Av. Zülâl ARSLAN
ÖZET
Kişisel verilerin korunmasına ilişkin mevzuat kapsamında en önemli aktörlerden biri olan “veri işleyen” kavramı Türk Hukukunda konuya ilişkin en güncel mevzuat olan 6698 Sayılı Kişisel Verilerin Korunması Kanunu’nda ve Avrupa Birliği nezdinde konuya ilişkin en güncel mevzuat olan General Data Protection Regulation uyarınca birbirine yakın ifadeler ile tanımlanmaktadır. Ancak veri işleyenin rol ve sorumluluklarına ilişkin her iki mevzuatta önemli ölçüde farklılıklar bulunmaktadır. İşbu çalışmada Avrupa Birliği ve Türkiye nezdinde yer alan kişisel verilerin korunması mevzuatı uyarınca genel olarak veri işleyen kavramının tanımlanmasının ardından bahsi geçen her iki spesifik mevzuatın veri işleyene ilişkin hükümleri ayrı başlıklar altında incelenmiştir. Söz konusu incelemenin ardından Türk Hukuku uyarınca Avrupa Birliği düzenlemesinden farklı bir düzenleme yapılmış olmasının ve Avrupa Birliği’nin veri işleyen kavramına yeni rol ve sorumluluklar yüklemiş olmasının nedenleri değerlendirilmiştir.
Anahtar Kelimeler: kişisel veri, veri işleyen, kvkk, gdpr
ABSTRACT
The term of “data processor” one of the most important players of personal data protection legislation has been defined similarly pursuant to Law of Personal Data Protection Numbered 6698 thereunder Turkish Law and General Data Protection Regulation thereunder European Union, both the current legislations.
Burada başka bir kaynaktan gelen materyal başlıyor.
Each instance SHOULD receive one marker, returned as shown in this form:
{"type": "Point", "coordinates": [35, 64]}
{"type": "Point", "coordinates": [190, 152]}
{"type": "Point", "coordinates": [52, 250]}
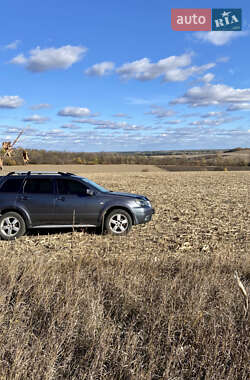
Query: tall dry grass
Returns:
{"type": "Point", "coordinates": [161, 303]}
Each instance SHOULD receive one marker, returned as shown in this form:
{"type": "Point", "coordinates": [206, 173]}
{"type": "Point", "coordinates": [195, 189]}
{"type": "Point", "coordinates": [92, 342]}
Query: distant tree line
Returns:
{"type": "Point", "coordinates": [64, 158]}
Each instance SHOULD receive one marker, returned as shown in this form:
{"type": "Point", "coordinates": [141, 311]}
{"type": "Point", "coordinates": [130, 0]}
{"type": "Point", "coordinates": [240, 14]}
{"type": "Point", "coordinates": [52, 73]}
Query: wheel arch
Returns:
{"type": "Point", "coordinates": [112, 208]}
{"type": "Point", "coordinates": [22, 213]}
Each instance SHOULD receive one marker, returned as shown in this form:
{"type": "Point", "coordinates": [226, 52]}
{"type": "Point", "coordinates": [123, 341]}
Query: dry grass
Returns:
{"type": "Point", "coordinates": [161, 303]}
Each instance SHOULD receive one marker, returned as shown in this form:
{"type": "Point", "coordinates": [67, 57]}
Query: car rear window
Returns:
{"type": "Point", "coordinates": [38, 186]}
{"type": "Point", "coordinates": [12, 185]}
{"type": "Point", "coordinates": [70, 187]}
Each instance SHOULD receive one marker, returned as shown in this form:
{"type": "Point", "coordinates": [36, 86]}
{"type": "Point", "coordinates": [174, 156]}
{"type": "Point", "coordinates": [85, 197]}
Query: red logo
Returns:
{"type": "Point", "coordinates": [194, 19]}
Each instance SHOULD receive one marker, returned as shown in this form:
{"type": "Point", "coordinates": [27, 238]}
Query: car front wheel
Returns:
{"type": "Point", "coordinates": [118, 222]}
{"type": "Point", "coordinates": [12, 226]}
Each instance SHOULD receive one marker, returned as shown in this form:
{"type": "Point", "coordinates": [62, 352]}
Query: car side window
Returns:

However there are major differences about liabilities of data processor in both legislation. This memo herein, the general meaning of data processor and the liabilities of data processor pursuant to both legislation have been examined seperately. Finally, the reasons of differences have been evaluated.
Keywords: personal data, data processor, kvkk, gdpr
GİRİŞ
Kişisel veri, kişilik hakları uyarınca şahsa sıkı sıkıya bağlı bir hakka temel teşkil etmekle birlikte aynı zamanda çağın en önemli gelir kaynaklarından biri niteliğindedir. Dolayısıyla, kişisel veriye kimler tarafından temas edildiği oldukça önem arz etmektedir. Özellikle de bu kişilerin temel bir hak olan kişisel verilerin korunması hakkını ihlal etmemeleri, bir diğer deyişle edememeleri için, ciddi yasal düzenlemeler ile görev, rol ve sorumluluklarının belirlenmiş olması gerekmektedir. Basitçe “veri işleyen” olarak adlandırılabilecek bu kişilerin rol ve sorumlulukları, Türkiye’de 7 Nisan 2016 tarihinde yürürlüğe giren 6698 Sayılı Kişisel Verilerin Korunması Kanunu (bundan sonra “KVKK” olarak anılacaktır) Avrupa Birliği nezdinde 25 Mayıs 2018 tarihinde yürürlüğe giren General Data Protection Regulation (Genel Veri Koruma Tüzüğü, bundan sonra “GDPR” olarak anılacaktır) uyarınca birbirinden farklı olarak düzenlenmiştir. İşbu çalışma aracılığıyla, söz konusu farkları ortaya koymak ve ideal olan düzenlemeyi tespit etmek amaçlanmaktadır.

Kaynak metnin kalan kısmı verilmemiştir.